Importantly, the system uses a joint decoding strategy, generating both text and audio outputs in a single pass. The audio decoder leverages the same hidden representations as the text decoder, maintaining alignment between written and spoken translations.
Benchmark results on open datasets
When trained on the CVSS-C dataset (940 hours), Phi-Omni-ST outperformed all baseline S2ST models using the same data. On French-to-English translation, for instance, the model improved ASR-BLEU scores from 28.45 (StreamSpeech baseline) to 35.93. Comparable gains were recorded for Spanish and German.
Further scaling with in-house data and a 7B model variant brought Phi-Omni-ST’s performance in line with SeamlessM4T v2, a leading commercial model. Microsoft reports that this result was achieved using roughly half the training data.
Designed for reproducibility and accessibility
Unlike many enterprise-grade systems, Phi-Omni-ST prioritizes open development. It builds on publicly released models, including the Phi4-MM and CosyVoice 2 toolkits, and applies LoRA-based fine-tuning to reduce training overhead. The speech tokenizer and streaming vocoder modules are also open source.
These choices make the system reproducible and accessible, even for institutions with limited compute resources.
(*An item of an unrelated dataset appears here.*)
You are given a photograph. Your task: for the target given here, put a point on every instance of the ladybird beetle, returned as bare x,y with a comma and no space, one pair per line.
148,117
The researchers emphasize that the architecture and methodology can be adapted to other speech-to-speech tasks beyond translation.
Future directions and applications
While Phi-Omni-ST currently focuses on multilingual S2ST, the framework supports broader extensions. Microsoft’s team identifies potential in low-resource language support, pretraining of the audio decoder, and other conversational AI use cases.
The research highlights a path toward scalable, end-to-end speech models grounded in open tools and public data—encouraging wider experimentation and collaboration across the language technology community.